Dava, 3402 sayılı Yasanın 46. maddesine dayanılarak, anılan yasada öngörülen sürede, 10.10.1988 tarihinde açılmıştır. Hemen belirtmek gerekir ki, yasalarda getirilen ayrık haller dışında kural olarak, her dava açıldığı tarihte yürürlükte bulunan hukuki ve maddi esaslara göre çözüme ulaştırılır. Bu yön, vazgeçilemez temel bir unsur hukuku ilkesidir. Gerçekten, dava konusu taşınmazın tapulama tespitinin yapıldığı tarihte yürürlükte bulunan 5602 sayılı kanunda, belli koşulları taşıyan bir taşınmaz malın, imarihya edilmiş olduğunun belirlenmiş olması hali, bu yerin imarihya eden adına tespit ve tescili için yeterli görülmüştür. Ayrıca, imarihya yanında, muayyen bir süre ile zilyetlik şartı aranmamıştır. Davacı, kayden 1931 doğumludur. Bu olgu bir yana, 1950 yılından önce, özellikle 4753 sayılı Yasa döneminde bir itirazda bulunmamıştır. Ayrıca da, 12.5.1966 tarihinde yürürlüğe giren 766 sayılı Yasa ile tapulama tespitlerine karşı, tespit öncesi sebebe dayalı olarak hak arama durumunda olanlar için getirilen ve 5602 sayılı Yasa döneminde yapılan tapulama tespitlerinde de, eklemeli olarak aynen uygulanması öngörülen 10 yıllık hak düşürücü süre içerisinde de bir açılmamıştır.

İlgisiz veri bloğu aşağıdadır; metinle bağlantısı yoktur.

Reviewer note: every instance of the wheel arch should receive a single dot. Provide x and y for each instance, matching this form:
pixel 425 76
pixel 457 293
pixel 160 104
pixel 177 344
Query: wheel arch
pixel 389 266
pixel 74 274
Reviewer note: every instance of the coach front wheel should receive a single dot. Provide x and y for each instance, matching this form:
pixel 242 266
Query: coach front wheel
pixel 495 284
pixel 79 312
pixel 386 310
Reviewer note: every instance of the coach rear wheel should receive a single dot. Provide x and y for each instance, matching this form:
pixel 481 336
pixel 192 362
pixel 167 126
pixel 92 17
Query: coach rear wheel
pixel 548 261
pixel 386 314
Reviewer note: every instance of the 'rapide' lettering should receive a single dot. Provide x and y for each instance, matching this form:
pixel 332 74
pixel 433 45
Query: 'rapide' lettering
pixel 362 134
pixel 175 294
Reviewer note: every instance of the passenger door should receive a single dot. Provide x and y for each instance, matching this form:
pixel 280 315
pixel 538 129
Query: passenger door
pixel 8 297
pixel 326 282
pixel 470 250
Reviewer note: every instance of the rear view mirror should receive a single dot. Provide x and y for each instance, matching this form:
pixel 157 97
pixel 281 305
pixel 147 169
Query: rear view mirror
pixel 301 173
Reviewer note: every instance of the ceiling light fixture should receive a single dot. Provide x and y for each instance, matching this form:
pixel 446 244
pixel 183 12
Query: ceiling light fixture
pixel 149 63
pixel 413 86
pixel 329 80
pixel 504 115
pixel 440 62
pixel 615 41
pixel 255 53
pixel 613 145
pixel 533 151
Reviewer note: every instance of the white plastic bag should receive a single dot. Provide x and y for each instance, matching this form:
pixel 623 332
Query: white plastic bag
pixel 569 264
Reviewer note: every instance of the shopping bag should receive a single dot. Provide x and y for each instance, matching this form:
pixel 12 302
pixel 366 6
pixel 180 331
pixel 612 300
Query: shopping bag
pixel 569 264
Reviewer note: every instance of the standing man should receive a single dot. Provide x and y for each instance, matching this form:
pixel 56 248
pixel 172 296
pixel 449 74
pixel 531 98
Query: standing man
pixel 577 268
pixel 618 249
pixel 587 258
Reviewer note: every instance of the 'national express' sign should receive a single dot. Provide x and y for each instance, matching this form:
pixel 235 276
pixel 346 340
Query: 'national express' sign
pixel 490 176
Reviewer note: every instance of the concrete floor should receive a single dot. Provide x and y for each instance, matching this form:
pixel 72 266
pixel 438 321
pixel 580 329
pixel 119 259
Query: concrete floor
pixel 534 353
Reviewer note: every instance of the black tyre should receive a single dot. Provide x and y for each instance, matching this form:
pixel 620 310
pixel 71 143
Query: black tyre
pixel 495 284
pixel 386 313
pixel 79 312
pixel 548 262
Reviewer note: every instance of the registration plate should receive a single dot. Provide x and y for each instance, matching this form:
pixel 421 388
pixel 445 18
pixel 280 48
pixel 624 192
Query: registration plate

Bu durumda, davacı yönünden, tespitin yapıldığı tarihte yürürlükte bulunan yasa nedeniyle bir talep hakkı kalmamıştır. Temyize konu dava ise 3402 sayılı Yasanın 46. maddesi hükmüne dayalı olarak açılmıştır. Anılan maddede açıkça, daha önce tapulama veya kadastrosu tamamlanmamış yerlerde 766 sayılı Kanunun 37. maddesi veya 4753 sayılı Kanun ile ek ve tadilleri uyarınca taşınmaz malların, bu Kanun hükümlerine göre doğan iktisap şartlarına istinaden zilyetleri adına tespit ve tescil olunacağı hükme bağlanmıştır. 3402 sayılı Yasanın imarihya ile iktisaba imkan veren 17. maddesinde de açıkça, imar ihyanın aynı Yasanın 14. maddesinde belirtilen şartlarla birleşmesini öngörmüştür.

Somut olayda davacının yaşı, imar ihyanın tamamlandığı ifade edilen tarih ve 1960 olan tapulama tespit tarihi nazara alındığı, 3402 sayılı Yasanın 14. maddesindeki koşulların davacı yararına gerçekleşmediği açıkça anlaşılmaktadır.

Bu itibarla, çekişmeli taşınmazda, tespiti müteakip süresinde itiraz ve dava hakkı kullanılarak, hukuki ilişkiye girilmediğine ve davanın açıldığı 3402 sayılı Yasa yönün den ise imarihya ile iktisap koşulları gerçekleşmediğine göre, Hukuk Genel Kurulunca da aynen benimsenen Özel Daire bozma kararına uyulmak gerekirken, önceki kararda direnilmesi doğru değildir.

O halde, usul ve yasaya uygun bulunmayan direnme kararı bozulmalıdır.

Davalı Hazine vekillerinin temyiz itirazlarının kabulü ile direnme kararının, özel Daire bozma kararında ve yukarıda gösterilen nedenlerden dolayı BOZUL MASINA, (YHGK. 27.11.1991 T. 8-478 E. 595 K.)